Temperature scanning at ports and airports is ineffective in identifying incoming passengers infectious with Covid-19 and in limiting the spread of the disease, according to a new report.
Thermal screening is high cost and resource intensive, and detection rates are low, the report by the Health Information and Quality Authority (Hiqa) states.
There have been numerous calls for the screening of incoming passengers at points of entry to the State as a way of curbing the spread of Covid-19. Mass screening has been used in some countries in other infectious disease outbreaks – such as in Australia and some Asian countries during the 2009 swine flu pandemic.
However, the evidence review by Hiqa says this type of screening is likely to be ineffective in limiting the spread of Covid-19.
“Detection rates are very low due to large proportion of cases that have no symptoms, are infectious before showing any symptoms or who do not present with fever,” the report says.
The report says not all cases present with fever, a substantial proportion are asymptomatic and about 25 per cent of symptomatic cases never develop a fever.
In addition, some cases may “evade detection” by taking common medicines that reduce body temperature.
Using thermal screening could result in a false sense of safety and reduce the number of trained healthcare staff available to work in other areas of pandemic management, the report says.
The report finding on the effectiveness of thermal screening relates to point-of-entry only and its applicability to other settings, such as schools, is uncertain, the authors say.
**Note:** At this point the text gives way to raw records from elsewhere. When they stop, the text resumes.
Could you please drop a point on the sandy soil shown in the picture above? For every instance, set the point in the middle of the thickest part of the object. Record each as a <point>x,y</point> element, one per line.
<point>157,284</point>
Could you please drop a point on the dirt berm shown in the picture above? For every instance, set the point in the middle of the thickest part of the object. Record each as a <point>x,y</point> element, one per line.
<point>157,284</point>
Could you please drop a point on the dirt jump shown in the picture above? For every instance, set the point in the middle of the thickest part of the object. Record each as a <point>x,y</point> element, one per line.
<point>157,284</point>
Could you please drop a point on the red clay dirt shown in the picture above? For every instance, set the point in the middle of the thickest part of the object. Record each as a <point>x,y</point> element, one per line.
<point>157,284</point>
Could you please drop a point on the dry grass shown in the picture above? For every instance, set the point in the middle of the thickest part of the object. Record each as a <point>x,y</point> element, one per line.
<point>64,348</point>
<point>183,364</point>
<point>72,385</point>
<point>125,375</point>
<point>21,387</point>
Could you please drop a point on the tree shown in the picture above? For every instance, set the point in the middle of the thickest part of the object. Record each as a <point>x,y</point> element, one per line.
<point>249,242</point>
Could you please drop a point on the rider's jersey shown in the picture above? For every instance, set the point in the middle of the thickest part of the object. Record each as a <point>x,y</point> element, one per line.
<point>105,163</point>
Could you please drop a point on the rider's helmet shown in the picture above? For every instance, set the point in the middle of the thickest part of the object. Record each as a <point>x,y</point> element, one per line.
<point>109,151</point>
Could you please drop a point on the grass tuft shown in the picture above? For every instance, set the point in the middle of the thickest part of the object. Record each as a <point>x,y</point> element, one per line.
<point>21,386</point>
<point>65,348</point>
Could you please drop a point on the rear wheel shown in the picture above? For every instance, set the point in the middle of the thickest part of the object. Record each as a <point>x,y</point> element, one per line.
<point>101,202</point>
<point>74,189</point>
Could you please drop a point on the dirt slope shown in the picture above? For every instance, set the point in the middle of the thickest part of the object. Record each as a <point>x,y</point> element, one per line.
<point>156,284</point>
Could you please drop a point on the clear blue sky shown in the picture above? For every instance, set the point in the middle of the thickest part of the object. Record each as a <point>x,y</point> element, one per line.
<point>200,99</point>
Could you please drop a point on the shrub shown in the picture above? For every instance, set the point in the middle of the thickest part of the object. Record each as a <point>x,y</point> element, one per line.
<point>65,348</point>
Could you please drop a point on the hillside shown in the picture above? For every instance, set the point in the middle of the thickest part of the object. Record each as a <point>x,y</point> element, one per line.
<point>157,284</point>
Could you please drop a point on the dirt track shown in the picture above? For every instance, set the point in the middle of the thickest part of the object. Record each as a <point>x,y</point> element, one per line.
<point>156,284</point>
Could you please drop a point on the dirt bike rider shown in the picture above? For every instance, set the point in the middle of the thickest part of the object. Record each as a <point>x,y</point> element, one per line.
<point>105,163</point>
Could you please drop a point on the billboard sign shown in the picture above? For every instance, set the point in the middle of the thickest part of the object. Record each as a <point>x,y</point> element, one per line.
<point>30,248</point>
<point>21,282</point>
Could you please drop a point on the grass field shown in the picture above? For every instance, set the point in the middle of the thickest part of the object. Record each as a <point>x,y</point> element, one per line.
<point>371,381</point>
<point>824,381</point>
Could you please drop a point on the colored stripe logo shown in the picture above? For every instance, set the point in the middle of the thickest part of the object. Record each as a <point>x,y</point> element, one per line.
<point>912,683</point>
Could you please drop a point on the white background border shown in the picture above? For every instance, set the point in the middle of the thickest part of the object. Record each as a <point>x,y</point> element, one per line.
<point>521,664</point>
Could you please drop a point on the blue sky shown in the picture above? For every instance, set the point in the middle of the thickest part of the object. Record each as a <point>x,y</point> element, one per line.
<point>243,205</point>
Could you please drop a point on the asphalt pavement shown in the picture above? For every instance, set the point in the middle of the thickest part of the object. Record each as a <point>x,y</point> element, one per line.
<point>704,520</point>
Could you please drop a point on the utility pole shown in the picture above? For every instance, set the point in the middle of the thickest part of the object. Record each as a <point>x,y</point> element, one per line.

Separately, Hiqa has published an evidence summary on potential immunity following infection with Covid-19 or other coronaviruses.
Its review of available international research finds that antibodies were detected in nearly all people up to three months after infections, and more than 90 per cent of patients had developed a neutralising antibody response, which protects against further infection.
However, a handful of new studies suggest it may be possible to be re-infected with Sars-CoV-2, the virus that causes Covid-19.
“It remains unclear whether long-term immunity to Sars-CoV-2 is possible,” according to Dr Máirín Ryan, Hiqa’s deputy chief executive and director of health technology assessment.
Currently, passengers arriving in Ireland are required to complete a passenger locator form indicating where they will stay for the following 14 days, and to self-isolate at this address for the period.